8月22日の本邦債券市場ではJGB・日本国債を売る動きが強まり、一時的ではありますが長期金利は0.66%と9年7か月ぶりの水準まで上昇する相場となっています。
日銀が7月の金融政策決定会合において基本は緩和継続としながらも、長短金利を操作するイールドカーブコントロール・通称YCCの運用を柔軟化し指し値オペの水準引き上げを決め、最大1%までを許容する旨の発表をしてから初の金利上昇で、日銀がまた指値オペを実施することで金利を抑える動きにでることになるのかに大きな注目が集まります。

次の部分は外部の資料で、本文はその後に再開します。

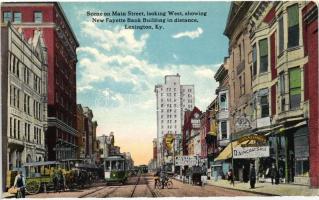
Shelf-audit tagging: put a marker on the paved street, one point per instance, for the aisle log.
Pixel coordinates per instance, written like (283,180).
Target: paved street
(144,187)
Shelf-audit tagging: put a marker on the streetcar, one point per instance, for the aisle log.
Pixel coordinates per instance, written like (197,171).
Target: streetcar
(115,169)
(40,175)
(143,168)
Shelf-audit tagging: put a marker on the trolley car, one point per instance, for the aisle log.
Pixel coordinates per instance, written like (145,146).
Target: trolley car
(40,175)
(115,169)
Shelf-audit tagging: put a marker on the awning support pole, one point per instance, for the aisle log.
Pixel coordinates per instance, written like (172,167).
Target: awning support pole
(232,158)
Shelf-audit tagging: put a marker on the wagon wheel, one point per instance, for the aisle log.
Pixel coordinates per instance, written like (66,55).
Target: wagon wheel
(33,187)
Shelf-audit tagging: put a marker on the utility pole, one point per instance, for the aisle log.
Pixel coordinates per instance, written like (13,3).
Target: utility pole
(232,158)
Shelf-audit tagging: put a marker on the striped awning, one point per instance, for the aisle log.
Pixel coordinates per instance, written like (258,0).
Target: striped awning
(227,152)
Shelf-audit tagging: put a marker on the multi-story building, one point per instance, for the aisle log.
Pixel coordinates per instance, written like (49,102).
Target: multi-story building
(222,116)
(172,99)
(191,133)
(61,46)
(211,138)
(90,130)
(238,107)
(24,79)
(281,101)
(81,137)
(204,129)
(310,37)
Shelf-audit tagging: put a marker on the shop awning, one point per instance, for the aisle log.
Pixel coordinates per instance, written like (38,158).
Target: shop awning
(227,152)
(212,133)
(284,129)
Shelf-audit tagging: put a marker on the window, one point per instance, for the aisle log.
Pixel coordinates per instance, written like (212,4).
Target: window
(25,103)
(264,104)
(302,167)
(11,95)
(281,33)
(282,83)
(38,17)
(223,130)
(282,90)
(28,132)
(242,84)
(18,129)
(263,53)
(223,101)
(293,26)
(28,105)
(254,70)
(18,98)
(17,17)
(10,126)
(294,87)
(7,16)
(239,49)
(14,128)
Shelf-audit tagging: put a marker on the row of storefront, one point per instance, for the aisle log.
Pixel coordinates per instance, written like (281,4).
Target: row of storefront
(264,91)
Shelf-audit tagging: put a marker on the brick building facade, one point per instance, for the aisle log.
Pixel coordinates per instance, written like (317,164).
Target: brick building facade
(61,44)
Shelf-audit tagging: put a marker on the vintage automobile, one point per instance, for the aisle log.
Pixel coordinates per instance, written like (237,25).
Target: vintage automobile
(196,173)
(41,175)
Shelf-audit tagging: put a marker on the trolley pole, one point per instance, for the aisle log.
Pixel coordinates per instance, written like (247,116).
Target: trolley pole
(232,159)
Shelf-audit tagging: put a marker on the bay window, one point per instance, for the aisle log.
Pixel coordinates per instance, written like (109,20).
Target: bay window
(294,87)
(263,55)
(293,25)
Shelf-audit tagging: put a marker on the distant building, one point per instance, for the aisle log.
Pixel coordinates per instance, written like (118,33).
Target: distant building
(61,44)
(191,133)
(81,137)
(24,92)
(172,99)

このYCCの柔軟化実施以来金利の上昇は初めての事態となりますが、指値オペの実施では必ずドル円が上昇することになるので本邦財務省が行おうとしている円買い為替介入とは完全に相反する動きとなるだけに、これをどう両立させていくのかは大きな問題になりそうです。
10年ものの日本国債の利回りは、先月日銀が金利操作のより柔軟な運用を決めてからというもの明らかに上昇圧力が高まっており、日銀の金融政策を背景に市場が長期金利の上昇の余地を探る中で、アメリカの長期金利が上昇したことが影響しているのは間違いなく、ある意味市場がJGBの適正な金利水準を日銀に催促する相場になっていることも窺われます。
本来YCCの運用変更だけでもドル円の円安は阻止できるもの
日銀は金利上昇は容認するがそれは利上げではないとわかりにくい説明をしていますが、過去10年以上でゼロ金利のもとで本邦から海外にでていき、その7割以上が米国の金融市場で運用されているとされている緩和マネー530超円超が日銀の政策変更、つまり利上げの実施によって日本国内に回帰することを非常に危惧してると言われています。
とくに2024年11月の大統領選挙までは日銀の政策変更を起因そして米国市場から大量の資金が国内にもどることのないようにすることを相当強力に日銀に要請しているのは事実のようで、これが日銀の政策変更説明を酷くわかりにくいものにしている原因となっているようです。
したがってこの日銀政策の微妙な変更がゼロ金利から利上げに向かう途上で行われているものであると市場に理解させることができるならば、本来は為替介入などしなくてもYCCの運用だけで円安を阻止、かつ適正な円高水準まで相場を押し戻すことができるはずです。
当面財務省による為替介入は並行して行われる見込み
ドル円は先週146円台中盤まで上昇した後に調整段階に入ったような動きを見せ、18日の金曜日のNYタイムでは瞬間ながら145円を割り込むような動きを示現しました。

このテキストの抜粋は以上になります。